Currently, each execution of (instrumented) basic blocks (superblocks, really) require a table lookup that is done by the assembly stubs in coregrind/m_dispatch/dispatch-arch-os.S. Despite various attempts at optimisation, this generates a cache miss when looking up in the table, and a branch mispredict when jumping to the generated code. These give a significant performance hit. This patch adds chaining support. It applies to basic blocks that end in unconditional or conditional branches to destinations known at JIT time (more generally, to destinations that are known to be constant after initial IR optimisation). Such blocks will have their exits patched so as to jump directly to their destinations, without having to go through the assembly dispatcher. This avoids the associated cache misses and branch mispredicts, and also quite simply saves a substantial number of instructions, since each trip though the dispatcher costs 10 to 20 instructions. Branches to destinations not known at JIT time (returns, mostly, and indirect jumps) still have to use the dispatcher. However, they are relatively speaking a minority. This patch adds a second, minor but useful optimisation. Up till now, each trip through the dispatcher has decremented and tested a counter -- an "event check". If that goes to zero then we fall out of the dispatcher and do housekeeping stuff that periodically needs to be done (let another thread run, deliver signals). This costs one load and store per block. The patch restricts event checking to backward edges in the control flow graph, which removes about 2/3 of them and hence about 2/3 of their cost. Currently the patch works stably for large apps, but for amd64-linux only. Initial tests give show around an 8% performance improvement for Memcheck and correspondingly larger improvements for more lightweight tools. The GDB server is currently broken; this is under investigation. This initial patch is large and intrusive, in part because it contains not only the amd64-specifics, but also the general infrastructure changes for all platforms. The basic idea sounds simple in theory, but making everything work (event checks, redirection, GDB server, code discarding) cross-architecture is fairly complex.

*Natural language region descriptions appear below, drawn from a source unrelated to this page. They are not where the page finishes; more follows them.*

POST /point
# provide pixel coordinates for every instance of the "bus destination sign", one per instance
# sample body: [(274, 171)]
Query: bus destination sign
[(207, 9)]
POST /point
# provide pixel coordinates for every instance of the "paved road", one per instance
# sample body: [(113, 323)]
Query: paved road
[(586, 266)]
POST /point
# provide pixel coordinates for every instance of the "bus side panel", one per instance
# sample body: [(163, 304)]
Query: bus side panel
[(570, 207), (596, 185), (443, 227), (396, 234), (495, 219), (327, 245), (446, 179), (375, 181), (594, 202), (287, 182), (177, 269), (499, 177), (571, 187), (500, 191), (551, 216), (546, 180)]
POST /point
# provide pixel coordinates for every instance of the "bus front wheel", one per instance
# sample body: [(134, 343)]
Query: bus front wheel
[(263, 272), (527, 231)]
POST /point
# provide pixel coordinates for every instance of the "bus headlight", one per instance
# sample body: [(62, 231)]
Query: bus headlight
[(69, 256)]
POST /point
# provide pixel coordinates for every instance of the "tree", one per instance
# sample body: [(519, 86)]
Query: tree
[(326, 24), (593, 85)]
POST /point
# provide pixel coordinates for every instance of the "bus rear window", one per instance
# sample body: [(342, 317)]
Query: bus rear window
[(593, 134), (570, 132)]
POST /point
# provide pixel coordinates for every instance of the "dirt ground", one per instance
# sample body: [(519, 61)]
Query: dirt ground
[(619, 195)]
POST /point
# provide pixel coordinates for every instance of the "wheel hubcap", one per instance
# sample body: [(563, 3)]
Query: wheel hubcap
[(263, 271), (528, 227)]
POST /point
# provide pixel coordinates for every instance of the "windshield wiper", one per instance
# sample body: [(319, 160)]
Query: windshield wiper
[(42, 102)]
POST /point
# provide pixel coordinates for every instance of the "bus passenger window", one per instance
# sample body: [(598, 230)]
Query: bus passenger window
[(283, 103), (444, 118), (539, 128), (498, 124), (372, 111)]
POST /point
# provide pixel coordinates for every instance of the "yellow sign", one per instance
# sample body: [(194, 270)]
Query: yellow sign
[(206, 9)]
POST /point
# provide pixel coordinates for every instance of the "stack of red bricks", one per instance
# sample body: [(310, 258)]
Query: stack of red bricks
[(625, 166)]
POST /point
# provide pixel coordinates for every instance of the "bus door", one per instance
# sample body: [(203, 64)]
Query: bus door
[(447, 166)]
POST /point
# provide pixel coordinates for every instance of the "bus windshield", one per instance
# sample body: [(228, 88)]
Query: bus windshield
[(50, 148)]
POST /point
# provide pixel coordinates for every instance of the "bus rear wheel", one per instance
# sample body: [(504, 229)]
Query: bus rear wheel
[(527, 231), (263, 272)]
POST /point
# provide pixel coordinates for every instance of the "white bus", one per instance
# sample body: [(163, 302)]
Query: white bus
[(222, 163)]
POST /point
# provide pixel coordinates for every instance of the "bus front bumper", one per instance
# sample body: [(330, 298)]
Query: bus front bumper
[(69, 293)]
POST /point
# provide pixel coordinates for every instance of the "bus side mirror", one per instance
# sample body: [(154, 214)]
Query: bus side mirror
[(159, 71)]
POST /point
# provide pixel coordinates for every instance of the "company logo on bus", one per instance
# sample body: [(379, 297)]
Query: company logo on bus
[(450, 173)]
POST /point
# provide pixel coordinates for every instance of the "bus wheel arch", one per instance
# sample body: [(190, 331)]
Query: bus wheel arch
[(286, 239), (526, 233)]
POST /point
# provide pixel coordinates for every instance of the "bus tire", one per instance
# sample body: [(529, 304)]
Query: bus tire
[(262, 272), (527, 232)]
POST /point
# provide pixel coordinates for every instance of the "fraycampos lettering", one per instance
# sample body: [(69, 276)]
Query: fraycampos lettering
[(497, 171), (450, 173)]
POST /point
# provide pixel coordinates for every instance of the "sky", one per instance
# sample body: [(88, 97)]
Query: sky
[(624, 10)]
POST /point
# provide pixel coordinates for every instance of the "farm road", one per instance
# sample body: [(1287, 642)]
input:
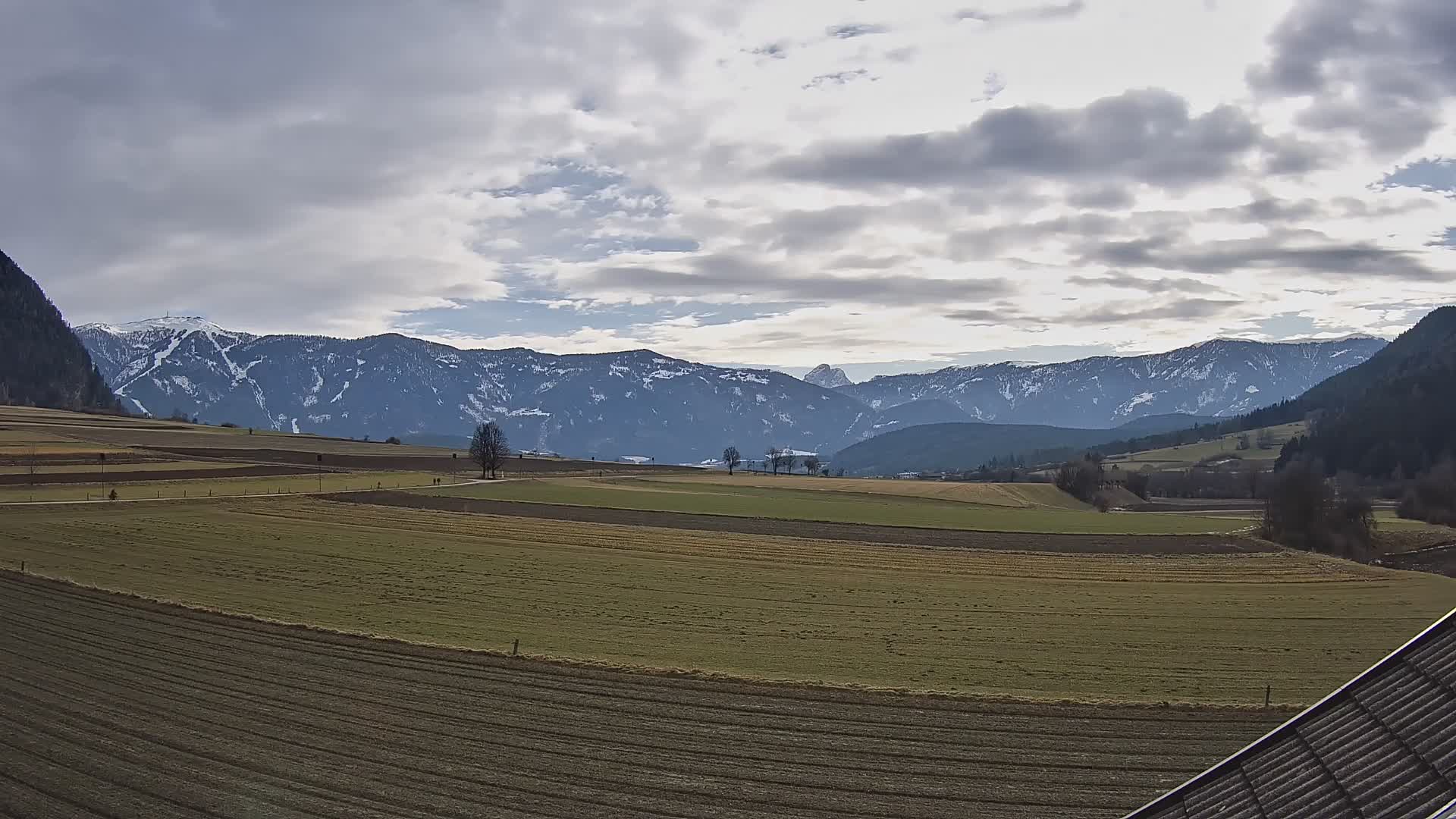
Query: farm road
[(123, 707)]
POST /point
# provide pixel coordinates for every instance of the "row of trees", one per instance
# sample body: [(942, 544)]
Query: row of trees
[(775, 458)]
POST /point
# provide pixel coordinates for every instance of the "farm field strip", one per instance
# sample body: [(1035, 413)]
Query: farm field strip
[(143, 466), (1019, 496), (830, 506), (1106, 627), (121, 697), (218, 485)]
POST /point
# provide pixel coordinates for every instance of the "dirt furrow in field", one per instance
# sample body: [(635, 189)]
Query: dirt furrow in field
[(147, 707), (823, 531)]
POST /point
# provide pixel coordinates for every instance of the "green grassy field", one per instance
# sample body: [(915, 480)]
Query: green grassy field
[(1047, 626), (753, 500), (1187, 455), (83, 430), (209, 487)]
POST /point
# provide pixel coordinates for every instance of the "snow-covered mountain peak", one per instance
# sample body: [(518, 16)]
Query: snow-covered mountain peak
[(826, 376), (161, 322)]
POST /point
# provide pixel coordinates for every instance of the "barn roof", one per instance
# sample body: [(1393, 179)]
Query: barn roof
[(1381, 745)]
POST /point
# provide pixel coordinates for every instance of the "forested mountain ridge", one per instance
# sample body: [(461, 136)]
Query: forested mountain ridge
[(1392, 416), (42, 363)]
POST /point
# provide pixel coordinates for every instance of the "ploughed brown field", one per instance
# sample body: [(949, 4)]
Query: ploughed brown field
[(124, 707), (137, 475)]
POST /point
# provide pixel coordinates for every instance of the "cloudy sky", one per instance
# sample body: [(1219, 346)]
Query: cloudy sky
[(880, 184)]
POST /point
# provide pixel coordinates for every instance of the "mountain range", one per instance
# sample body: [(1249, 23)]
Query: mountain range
[(641, 403), (1219, 378)]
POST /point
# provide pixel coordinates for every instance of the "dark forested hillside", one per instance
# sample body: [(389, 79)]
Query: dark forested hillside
[(1392, 416), (41, 360)]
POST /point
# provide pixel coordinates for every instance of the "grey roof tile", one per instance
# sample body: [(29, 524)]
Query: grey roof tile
[(1382, 746)]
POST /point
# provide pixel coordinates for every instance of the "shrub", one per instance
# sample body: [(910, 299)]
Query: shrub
[(1138, 484), (1304, 510)]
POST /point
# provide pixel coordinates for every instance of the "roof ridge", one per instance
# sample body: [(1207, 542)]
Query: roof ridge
[(1329, 700)]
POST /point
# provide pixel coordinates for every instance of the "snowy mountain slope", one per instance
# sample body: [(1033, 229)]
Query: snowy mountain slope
[(826, 376), (1216, 378), (639, 403), (604, 406)]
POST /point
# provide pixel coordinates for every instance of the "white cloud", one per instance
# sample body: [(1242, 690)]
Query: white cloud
[(894, 181)]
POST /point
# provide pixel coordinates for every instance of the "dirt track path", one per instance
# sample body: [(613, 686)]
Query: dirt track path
[(123, 707)]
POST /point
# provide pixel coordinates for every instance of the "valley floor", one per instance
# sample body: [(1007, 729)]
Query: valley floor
[(127, 707), (1088, 626)]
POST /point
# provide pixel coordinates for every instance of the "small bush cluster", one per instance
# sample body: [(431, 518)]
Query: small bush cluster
[(1307, 512)]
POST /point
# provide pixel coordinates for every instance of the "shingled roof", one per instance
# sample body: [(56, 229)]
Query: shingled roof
[(1382, 745)]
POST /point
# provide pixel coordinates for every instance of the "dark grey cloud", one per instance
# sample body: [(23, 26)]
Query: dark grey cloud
[(1141, 136), (156, 152), (859, 261), (734, 275), (848, 31), (1142, 311), (1373, 67), (1282, 251), (989, 242), (984, 316), (1101, 197), (1031, 15), (1128, 281)]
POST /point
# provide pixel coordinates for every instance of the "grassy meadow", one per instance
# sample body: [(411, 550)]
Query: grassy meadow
[(1210, 629), (1191, 453), (998, 510)]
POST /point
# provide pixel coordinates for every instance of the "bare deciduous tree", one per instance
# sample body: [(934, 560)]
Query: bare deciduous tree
[(731, 458), (490, 447), (774, 458)]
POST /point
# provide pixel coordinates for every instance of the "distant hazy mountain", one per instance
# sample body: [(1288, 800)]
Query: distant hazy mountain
[(604, 406), (1219, 378), (639, 403), (41, 360), (827, 376), (941, 447)]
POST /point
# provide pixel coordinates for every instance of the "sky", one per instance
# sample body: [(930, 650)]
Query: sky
[(881, 186)]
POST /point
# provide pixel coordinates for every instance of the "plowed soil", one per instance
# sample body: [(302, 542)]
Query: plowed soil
[(123, 707), (861, 532), (127, 477)]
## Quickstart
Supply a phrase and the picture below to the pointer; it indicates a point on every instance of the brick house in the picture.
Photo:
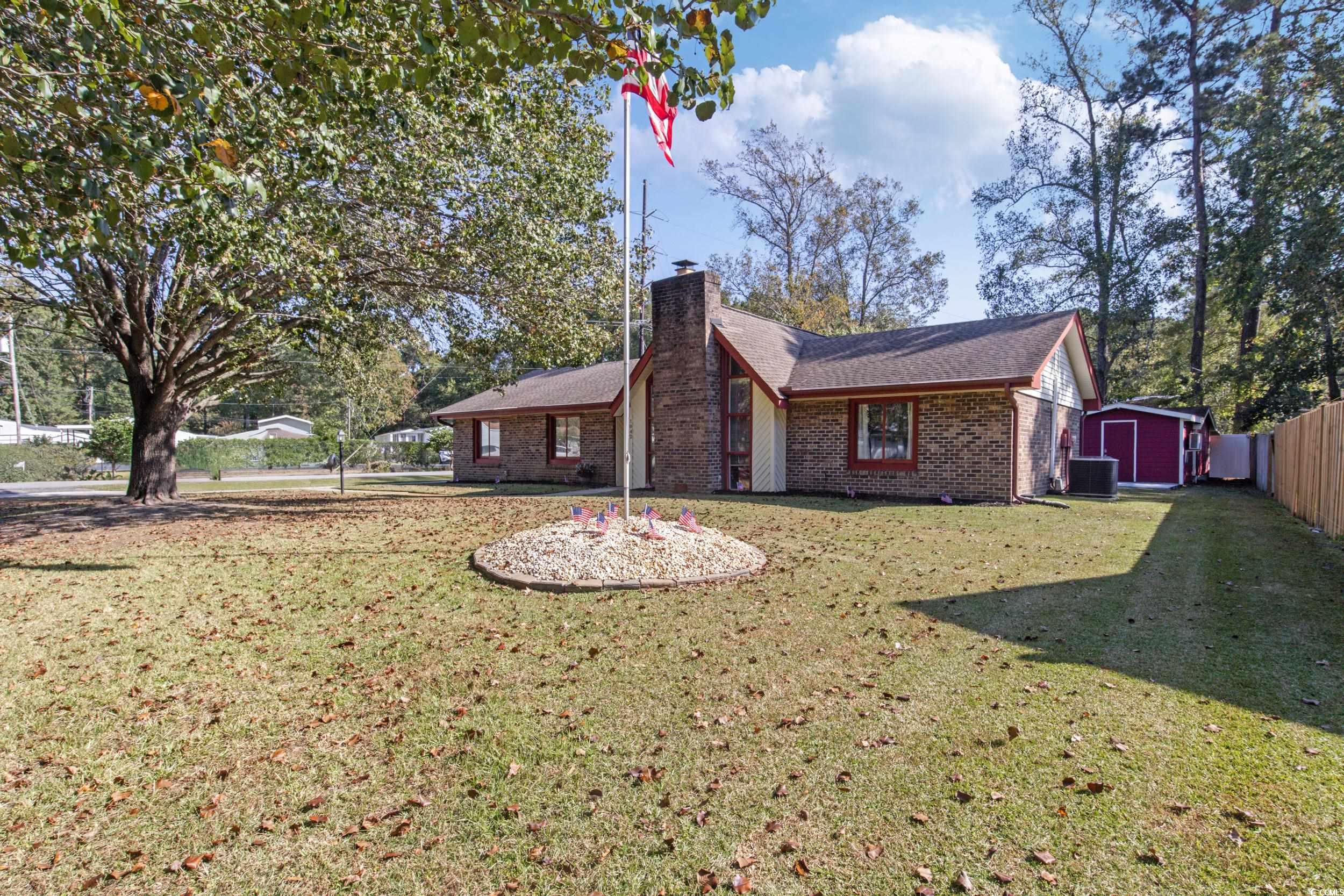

Created attachment 69754 [details] (1 of 2) vex-side patches against 20 March 2012 trunk (r2265/r12452)
Created attachment 69755 [details] (2 of 2) valgrind-side patches against 20 March 2012 trunk (r2265/r12452) This together with the immediately previous patch give support for amd64-linux, all tools and facilities, except gdb server support, which will assert. Support for other architectures is missing whilst the basic framework is finalised. To build, configure with --enable-only64bit.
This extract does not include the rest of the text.